The Synthesis-Sequencing Channel for DNA-based Data Storage
Pith reviewed 2026-06-27 20:38 UTC · model grok-4.3
The pith
The synthesis-sequencing channel has an exact information-theoretic capacity given by matching converse and achievability bounds.
A machine-rendered reading of the paper's core claim, the machinery that carries it, and where it could break.
Core claim
The synthesis-sequencing channel is formed by composing a synthesis stage followed by a sequencing stage. When synthesis and sequencing are each modeled by a binary symmetric channel, matching converse and achievability bounds establish the exact capacity under mild assumptions on the error probabilities and coverage parameters.
What carries the argument
The synthesis-sequencing channel, whose output statistics arise from the successive action of synthesis coverage, synthesis errors, sequencing coverage, and sequencing errors.
If this is right
- The maximum reliable rate is determined by the product of synthesis coverage, sequencing coverage, and the two binary symmetric channel capacities adjusted for the induced bias.
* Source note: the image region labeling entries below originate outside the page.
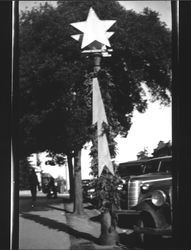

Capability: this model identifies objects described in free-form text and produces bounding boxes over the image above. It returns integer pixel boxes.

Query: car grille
[128,180,140,209]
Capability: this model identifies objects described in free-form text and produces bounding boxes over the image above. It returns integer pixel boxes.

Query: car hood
[130,173,172,181]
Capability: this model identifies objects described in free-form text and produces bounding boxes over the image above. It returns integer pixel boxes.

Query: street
[19,191,173,250]
[19,192,121,250]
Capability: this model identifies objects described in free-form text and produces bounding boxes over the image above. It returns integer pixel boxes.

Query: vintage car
[115,156,172,243]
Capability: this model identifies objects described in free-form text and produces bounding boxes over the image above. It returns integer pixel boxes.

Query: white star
[71,8,116,48]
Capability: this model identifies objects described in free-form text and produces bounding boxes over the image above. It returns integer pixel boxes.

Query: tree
[19,0,171,242]
[152,141,172,157]
[137,148,149,160]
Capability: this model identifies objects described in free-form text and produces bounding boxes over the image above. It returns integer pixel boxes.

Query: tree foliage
[19,0,171,155]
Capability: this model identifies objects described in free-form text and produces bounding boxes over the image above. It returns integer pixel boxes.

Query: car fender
[136,201,168,228]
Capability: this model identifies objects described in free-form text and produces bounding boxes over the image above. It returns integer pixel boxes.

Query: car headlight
[117,184,123,191]
[141,183,150,191]
[151,190,166,207]
[88,188,95,193]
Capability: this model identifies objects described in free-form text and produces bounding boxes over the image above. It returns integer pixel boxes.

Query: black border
[0,1,12,250]
[0,1,191,250]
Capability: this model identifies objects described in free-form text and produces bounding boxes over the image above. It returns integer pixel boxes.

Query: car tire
[137,213,160,248]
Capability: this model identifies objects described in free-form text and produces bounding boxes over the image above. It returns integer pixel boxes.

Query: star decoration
[71,8,116,48]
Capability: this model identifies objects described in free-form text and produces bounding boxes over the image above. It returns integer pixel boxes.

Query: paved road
[19,193,71,250]
[19,191,172,250]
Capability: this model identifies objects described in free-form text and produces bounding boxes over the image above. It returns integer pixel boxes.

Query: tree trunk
[74,150,84,215]
[99,211,119,246]
[67,154,74,200]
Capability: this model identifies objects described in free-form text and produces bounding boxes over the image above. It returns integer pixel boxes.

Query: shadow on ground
[21,213,99,244]
[19,197,72,213]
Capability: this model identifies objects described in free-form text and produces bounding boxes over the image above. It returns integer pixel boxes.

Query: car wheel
[137,213,158,247]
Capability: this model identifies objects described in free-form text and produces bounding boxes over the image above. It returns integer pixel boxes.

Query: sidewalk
[19,191,130,250]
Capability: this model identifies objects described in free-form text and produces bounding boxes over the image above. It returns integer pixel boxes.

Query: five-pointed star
[71,8,116,48]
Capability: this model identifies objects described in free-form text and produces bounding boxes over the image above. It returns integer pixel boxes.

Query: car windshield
[144,161,159,174]
[118,165,143,178]
[159,161,172,173]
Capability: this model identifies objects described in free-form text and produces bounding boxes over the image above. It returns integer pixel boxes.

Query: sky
[19,1,172,179]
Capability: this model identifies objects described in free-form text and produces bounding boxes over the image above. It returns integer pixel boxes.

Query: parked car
[115,156,172,244]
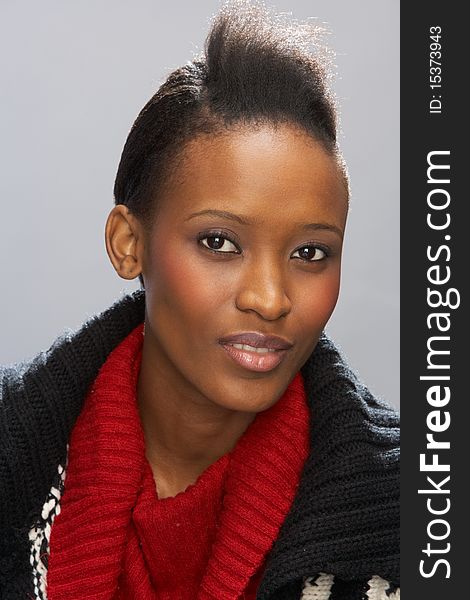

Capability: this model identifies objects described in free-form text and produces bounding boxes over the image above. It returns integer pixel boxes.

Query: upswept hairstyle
[114,0,348,284]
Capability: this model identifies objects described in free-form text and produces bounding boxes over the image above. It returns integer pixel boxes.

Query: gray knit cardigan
[0,291,400,600]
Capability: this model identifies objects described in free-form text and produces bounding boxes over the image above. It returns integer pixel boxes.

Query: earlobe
[105,204,143,279]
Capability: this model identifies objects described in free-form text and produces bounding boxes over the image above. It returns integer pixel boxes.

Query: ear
[105,204,144,279]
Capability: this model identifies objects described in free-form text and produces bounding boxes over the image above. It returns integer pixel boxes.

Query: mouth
[219,332,293,372]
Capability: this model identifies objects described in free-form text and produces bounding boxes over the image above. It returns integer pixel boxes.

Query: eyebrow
[186,208,343,239]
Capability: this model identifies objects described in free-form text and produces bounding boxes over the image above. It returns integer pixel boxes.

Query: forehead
[157,124,348,228]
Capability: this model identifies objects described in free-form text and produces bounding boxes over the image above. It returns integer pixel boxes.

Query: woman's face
[142,125,347,413]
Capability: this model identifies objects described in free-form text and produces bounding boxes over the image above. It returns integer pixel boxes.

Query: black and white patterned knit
[0,291,400,600]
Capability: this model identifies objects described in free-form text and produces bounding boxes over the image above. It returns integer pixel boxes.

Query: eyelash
[197,231,330,263]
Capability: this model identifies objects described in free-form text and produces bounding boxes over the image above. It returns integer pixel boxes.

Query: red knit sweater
[47,325,309,600]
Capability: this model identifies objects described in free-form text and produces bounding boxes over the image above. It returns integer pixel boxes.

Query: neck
[137,341,256,496]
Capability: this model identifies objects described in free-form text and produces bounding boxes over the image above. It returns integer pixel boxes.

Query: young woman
[0,2,399,600]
- Increasing physical coverage after synthesis trades off against increasing sequencing coverage in a manner that is not symmetric.
- The model produces correlated errors across reads even when each individual stage is memoryless.
- Exact capacity formulas become available for any parameter tuple obeying the mild conditions.
Where Pith is reading between the lines
- Designers could allocate total sequencing effort between deeper synthesis and deeper readout to maximize the derived capacity.
- The same two-stage composition idea could be applied to other storage media that undergo fabrication and readout stages.
- Numerical evaluation of the capacity expression for concrete coverage and error values would immediately yield concrete rate targets for laboratory systems.
Load-bearing premise
The mild assumptions on the channel parameters that make the converse and achievability bounds coincide.
What would settle it
An explicit input distribution and decoding rule whose achieved rate exceeds the claimed capacity expression for any set of parameters satisfying the mild assumptions would falsify the result.
Figures
read the original abstract
We introduce and study the synthesis-sequencing channel, a two-stage model for DNA-based data storage that jointly captures synthesis and sequencing effects. The synthesis-sequencing channel provides a more nuanced and realistic model of the DNA storage process compared to prior work, as it distinguishes between physical coverage after synthesis and sequencing coverage after readout, relaxes the assumption of independent errors across reads, and naturally induces coverage bias through the composition of synthesis and sequencing stages. We establish the information-theoretic capacity of this channel by deriving matching converse and achievability bounds for the case where synthesis and sequencing errors are modeled by binary symmetric channels with possibly different error probabilities, under mild assumptions on the channel parameters. Our results reveal multiple trade-offs between physical coverage, synthesis errors, sequencing coverage, and sequencing errors that influence the maximum achievable rate for reliable data storage.
Editorial analysis
A structured set of objections, weighed in public.
Referee Report
Summary. The paper introduces the synthesis-sequencing channel, a two-stage model for DNA-based data storage that composes synthesis and sequencing stages, each modeled as a binary symmetric channel (BSC) with possibly distinct crossover probabilities. It distinguishes physical coverage after synthesis from sequencing coverage after readout, relaxes independent-error assumptions across reads, and induces coverage bias naturally. The central claim is that the information-theoretic capacity is established via matching converse and achievability bounds under mild assumptions on the channel parameters, with the results highlighting trade-offs among physical coverage, synthesis errors, sequencing coverage, and sequencing errors.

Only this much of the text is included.